GridSearchCV performs an exhaustive search over specified hyperparameter values for an estimator. The hyperparameters of the estimator are optimized by cross-validated grid-search over a parameter grid.

In [13]:
# Import GridSearchCV from sklearn
from sklearn.model_selection import GridSearchCV

# Setup the hyperparameter grid
param_grid = {'n_estimators': [50, 100, 150],
              'max_depth': [10, 20, 30]}

# Instantiate the regressor
reg_rf = RandomForestRegressor(random_state=42)

# Instantiate the GridSearchCV object
reg_cv = GridSearchCV(reg_rf, param_grid, cv=2)

# Fit the regressor to the training data
reg_cv.fit(X_train, y_train)

# Print the tuned hyperparameters
print("Tuned Hyperparameters: {}".format(reg_cv.best_params_)) 

# Predict on the test data
y_pred_cv = reg_cv.predict(X_test)

Tuned Hyperparameters: {'max_depth': 20, 'n_estimators': 150}


## Model Evaluation

Let's compare the coefficient of determination R^2 between the models. sklearn has a method score(X, y) that can be applied to a fitted regressor and returns R^2 for us


In [14]:
# Compare R^2 of the three models
print("R^2 of Linear Regression: {}".format(reg_lin.score(X_test, y_test)))
print("R^2 of Random Forest: {}".format(reg_forest.score(X_test, y_test)))
print("R^2 of Random Forest with GridSearchCV: {}".format(reg_cv.score(X_test, y_test)))

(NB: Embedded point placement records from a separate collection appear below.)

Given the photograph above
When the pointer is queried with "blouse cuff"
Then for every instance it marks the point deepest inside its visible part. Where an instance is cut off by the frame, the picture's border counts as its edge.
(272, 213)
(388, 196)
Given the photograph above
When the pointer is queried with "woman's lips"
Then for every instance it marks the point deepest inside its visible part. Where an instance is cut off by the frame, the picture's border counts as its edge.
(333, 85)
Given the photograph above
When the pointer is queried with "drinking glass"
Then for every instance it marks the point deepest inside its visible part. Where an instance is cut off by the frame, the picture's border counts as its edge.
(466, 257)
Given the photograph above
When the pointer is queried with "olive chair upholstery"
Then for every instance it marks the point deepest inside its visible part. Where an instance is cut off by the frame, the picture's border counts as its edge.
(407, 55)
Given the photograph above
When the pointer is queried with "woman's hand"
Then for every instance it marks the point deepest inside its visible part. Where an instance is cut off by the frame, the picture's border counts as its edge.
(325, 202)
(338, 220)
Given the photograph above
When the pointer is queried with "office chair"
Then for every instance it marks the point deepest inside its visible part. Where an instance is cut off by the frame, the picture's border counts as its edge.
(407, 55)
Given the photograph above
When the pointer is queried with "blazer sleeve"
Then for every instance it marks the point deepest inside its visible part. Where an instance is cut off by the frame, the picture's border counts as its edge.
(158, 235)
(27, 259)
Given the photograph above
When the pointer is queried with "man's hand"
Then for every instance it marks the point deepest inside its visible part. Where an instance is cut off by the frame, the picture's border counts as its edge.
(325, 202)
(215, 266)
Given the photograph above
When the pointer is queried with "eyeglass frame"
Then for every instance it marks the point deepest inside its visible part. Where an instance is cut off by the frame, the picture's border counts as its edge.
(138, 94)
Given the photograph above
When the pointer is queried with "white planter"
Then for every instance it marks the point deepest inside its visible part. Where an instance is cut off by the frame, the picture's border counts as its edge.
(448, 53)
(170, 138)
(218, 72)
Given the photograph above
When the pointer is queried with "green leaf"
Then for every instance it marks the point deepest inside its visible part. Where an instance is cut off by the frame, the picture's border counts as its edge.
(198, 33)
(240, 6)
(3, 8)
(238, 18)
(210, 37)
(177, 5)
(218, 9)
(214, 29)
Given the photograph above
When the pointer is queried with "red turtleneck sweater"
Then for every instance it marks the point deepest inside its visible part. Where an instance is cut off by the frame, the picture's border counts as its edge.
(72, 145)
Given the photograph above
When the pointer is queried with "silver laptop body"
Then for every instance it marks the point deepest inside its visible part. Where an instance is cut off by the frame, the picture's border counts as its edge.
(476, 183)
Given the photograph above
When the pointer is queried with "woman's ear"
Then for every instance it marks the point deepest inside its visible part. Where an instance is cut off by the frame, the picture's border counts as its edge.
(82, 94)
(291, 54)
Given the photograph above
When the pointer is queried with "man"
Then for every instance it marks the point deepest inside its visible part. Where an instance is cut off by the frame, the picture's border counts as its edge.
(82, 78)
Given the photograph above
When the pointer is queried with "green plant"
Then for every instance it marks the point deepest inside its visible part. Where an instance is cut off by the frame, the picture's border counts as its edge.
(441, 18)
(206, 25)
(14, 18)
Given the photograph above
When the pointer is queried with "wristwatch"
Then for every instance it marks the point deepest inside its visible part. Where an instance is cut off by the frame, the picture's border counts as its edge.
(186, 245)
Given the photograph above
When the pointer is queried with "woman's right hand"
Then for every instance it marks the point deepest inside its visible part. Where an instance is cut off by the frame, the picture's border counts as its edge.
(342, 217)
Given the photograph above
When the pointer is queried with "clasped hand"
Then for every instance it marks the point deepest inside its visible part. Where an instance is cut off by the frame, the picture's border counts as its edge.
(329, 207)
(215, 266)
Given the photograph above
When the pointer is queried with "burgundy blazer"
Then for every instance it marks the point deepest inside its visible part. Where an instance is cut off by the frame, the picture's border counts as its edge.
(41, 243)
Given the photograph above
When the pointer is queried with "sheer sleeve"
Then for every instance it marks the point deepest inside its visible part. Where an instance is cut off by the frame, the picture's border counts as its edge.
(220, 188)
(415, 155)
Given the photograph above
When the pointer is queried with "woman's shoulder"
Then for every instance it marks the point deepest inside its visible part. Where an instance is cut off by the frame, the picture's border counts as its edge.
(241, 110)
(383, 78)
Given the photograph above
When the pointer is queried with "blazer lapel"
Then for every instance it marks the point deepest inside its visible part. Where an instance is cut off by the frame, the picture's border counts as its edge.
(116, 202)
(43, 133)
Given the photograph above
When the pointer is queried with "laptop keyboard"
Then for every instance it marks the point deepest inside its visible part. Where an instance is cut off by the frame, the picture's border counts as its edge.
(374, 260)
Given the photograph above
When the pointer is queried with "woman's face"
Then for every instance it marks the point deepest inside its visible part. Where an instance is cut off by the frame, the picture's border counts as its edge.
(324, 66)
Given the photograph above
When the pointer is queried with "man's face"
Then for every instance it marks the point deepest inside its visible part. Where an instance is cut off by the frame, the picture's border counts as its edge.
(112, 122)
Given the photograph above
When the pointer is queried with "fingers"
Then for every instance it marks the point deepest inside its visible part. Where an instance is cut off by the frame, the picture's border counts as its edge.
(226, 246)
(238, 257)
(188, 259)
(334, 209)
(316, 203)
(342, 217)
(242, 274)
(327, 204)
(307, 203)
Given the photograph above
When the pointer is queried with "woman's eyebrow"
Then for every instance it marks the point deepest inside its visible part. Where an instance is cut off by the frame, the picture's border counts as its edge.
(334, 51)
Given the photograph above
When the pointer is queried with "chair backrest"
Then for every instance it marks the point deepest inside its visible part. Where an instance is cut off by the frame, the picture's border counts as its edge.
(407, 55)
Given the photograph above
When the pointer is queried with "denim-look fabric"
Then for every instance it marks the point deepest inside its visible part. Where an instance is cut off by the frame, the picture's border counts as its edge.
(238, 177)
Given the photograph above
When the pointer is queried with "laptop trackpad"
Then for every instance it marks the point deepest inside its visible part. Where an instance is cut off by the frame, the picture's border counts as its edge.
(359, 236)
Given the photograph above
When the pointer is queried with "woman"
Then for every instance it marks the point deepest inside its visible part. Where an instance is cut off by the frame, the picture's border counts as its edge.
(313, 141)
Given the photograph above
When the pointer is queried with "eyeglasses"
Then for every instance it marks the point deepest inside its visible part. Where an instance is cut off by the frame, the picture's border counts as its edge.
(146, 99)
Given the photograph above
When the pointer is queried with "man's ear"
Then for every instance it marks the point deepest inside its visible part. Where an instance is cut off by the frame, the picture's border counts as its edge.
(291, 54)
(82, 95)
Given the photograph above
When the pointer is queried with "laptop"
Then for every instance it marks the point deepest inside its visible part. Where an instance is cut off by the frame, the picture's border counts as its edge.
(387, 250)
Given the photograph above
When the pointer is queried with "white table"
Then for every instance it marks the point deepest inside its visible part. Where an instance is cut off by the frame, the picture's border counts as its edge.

R^2 of Linear Regression: 0.24038261989970522
R^2 of Random Forest: 0.9183885575782863
R^2 of Random Forest with GridSearchCV: 0.9157273103591018


Now, let's compare the models' Root Mean Square Error by using sklearn's mean_squared_error function

In [15]:
# Import mean_squared_error from sklearn
from sklearn.metrics import mean_squared_error, mean_absolute_error

# Compare RMSE of the three models
rmse_lin = np.sqrt(mean_squared_error(y_test, y_pred_lin))
rmse_forest = np.sqrt(mean_squared_error(y_test, y_pred_forest))
rmse_cv = np.sqrt(mean_squared_error(y_test, y_pred_cv))
print("RMSE of Linear Regression: {}".format(rmse_lin))
print("RMSE of Random Forest: {}".format(rmse_forest))
print("RMSE of Random Forest with GridSearchCV: {}".format(rmse_cv))

RMSE of Linear Regression: 48277003.91561354
RMSE of Random Forest: 15824077.09956474
RMSE of Random Forest with GridSearchCV: 16080009.126974687


In [16]:
from sklearn.metrics import mean_squared_error, mean_absolute_error


As you can see, GridSearchCV has improved our model by tuning the hyperparameters!